Time magazine has officially crowned the “Architects of AI” as its 2025 Person of the Year, arguing that this was the year artificial intelligence “roared into view” — and made it clear there’s no opting out of its impact.

Instead of naming a single person or the technology itself, Time chose the people behind the AI boom: the leaders and pioneers who imagined, built and unleashed today’s “thinking machines.” That includes figures like Nvidia CEO Jensen Huang, OpenAI CEO Sam Altman, xAI and Tesla CEO Elon Musk, Meta CEO Mark Zuckerberg, AMD CEO Lisa Su, Anthropic CEO Dario Amodei, DeepMind CEO Demis Hassabis, and AI trailblazer Fei-Fei Li, now leading her startup World Labs.

“For delivering the age of thinking machines, for wowing and worrying humanity, for transforming the present and transcending the possible, the Architects of AI are TIME’s 2025 Person of the Year,” the magazine said.

One of the new covers riffs on the iconic “Lunch Atop a Skyscraper” photo from the 1930s, showing eight AI leaders perched on a steel beam. Another shows giant “AI” letters under construction, wrapped in scaffolding and circuitry, underscoring that this is still a work in progress — and a massive one.

Editor-in-chief Sam Jacobs said Time deliberately chose people, not the concept of AI, even though the magazine has occasionally broken its own mold in the past — like when it named the personal computer Person of the Year in 1982, or “You” in 2006 to highlight the rise of user-generated content. This year, he wrote, no force shaped headlines more than the individuals driving AI forward.

Jacobs also highlighted the tension at the heart of the AI story: on one hand, AI is transforming business, geopolitics and daily life at astonishing speed; on the other, it brings a heavy set of risks. He pointed to concerns about job losses, misinformation, massive energy use, cyber threats, and the concentration of power in the hands of a few tech giants — a level not seen since the Gilded Age. The issue also digs into troubling cases, including the death of a 16-year-old whose parents blame his interactions with an AI chatbot.

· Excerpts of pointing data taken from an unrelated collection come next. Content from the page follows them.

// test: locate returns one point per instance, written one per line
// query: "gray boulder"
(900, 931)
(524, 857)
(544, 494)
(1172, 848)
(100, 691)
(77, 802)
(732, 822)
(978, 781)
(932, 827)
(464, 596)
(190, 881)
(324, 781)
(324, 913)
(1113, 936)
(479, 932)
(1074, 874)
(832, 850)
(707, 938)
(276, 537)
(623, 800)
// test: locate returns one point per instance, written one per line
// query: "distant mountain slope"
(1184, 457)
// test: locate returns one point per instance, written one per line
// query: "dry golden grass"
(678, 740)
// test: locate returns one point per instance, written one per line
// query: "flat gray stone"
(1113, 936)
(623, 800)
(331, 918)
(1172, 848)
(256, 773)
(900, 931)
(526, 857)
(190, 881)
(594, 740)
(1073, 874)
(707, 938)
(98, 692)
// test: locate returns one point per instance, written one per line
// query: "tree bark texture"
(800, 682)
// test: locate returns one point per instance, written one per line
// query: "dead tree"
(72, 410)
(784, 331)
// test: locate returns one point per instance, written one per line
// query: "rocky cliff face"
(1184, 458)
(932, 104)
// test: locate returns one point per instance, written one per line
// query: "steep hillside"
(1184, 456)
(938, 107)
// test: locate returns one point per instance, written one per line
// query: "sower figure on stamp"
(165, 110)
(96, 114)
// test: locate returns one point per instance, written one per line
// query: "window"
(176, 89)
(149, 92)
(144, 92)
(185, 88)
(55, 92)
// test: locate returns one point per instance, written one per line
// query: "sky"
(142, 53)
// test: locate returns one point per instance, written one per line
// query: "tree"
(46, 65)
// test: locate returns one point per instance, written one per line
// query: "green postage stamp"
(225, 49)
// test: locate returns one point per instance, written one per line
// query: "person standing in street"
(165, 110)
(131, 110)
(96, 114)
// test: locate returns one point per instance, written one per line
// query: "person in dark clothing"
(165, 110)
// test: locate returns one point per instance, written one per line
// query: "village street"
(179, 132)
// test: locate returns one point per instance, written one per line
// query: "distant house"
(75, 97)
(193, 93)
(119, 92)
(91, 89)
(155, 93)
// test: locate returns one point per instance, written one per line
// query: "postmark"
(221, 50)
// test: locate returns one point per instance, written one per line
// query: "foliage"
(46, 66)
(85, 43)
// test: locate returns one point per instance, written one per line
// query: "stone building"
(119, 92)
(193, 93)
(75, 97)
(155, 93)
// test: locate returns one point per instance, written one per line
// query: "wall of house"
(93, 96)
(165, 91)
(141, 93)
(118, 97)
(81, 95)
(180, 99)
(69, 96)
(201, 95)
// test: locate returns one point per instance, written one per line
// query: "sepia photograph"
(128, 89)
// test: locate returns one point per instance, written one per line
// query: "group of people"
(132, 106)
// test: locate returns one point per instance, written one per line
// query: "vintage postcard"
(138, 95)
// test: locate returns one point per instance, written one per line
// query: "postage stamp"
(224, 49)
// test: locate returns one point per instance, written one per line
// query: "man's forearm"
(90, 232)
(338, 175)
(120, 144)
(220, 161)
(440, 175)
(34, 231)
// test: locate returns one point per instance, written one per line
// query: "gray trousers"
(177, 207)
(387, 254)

Time’s choice comes as AI moves from niche tech to everyday tool, and as companies and governments pour billions into AI infrastructure and race for dominance, particularly in the U.S.–China rivalry. Prediction markets had AI near the top of the odds to win, alongside Huang and Altman, with other contenders like Pope Leo XIV, Donald Trump, Benjamin Netanyahu and New York mayor-elect Zohran Mamdani also in the mix.

“Humanity will determine AI’s path forward,” Jacobs wrote. “Our work has trained it and sustained it, and now we find ourselves moving through a world increasingly defined by it.”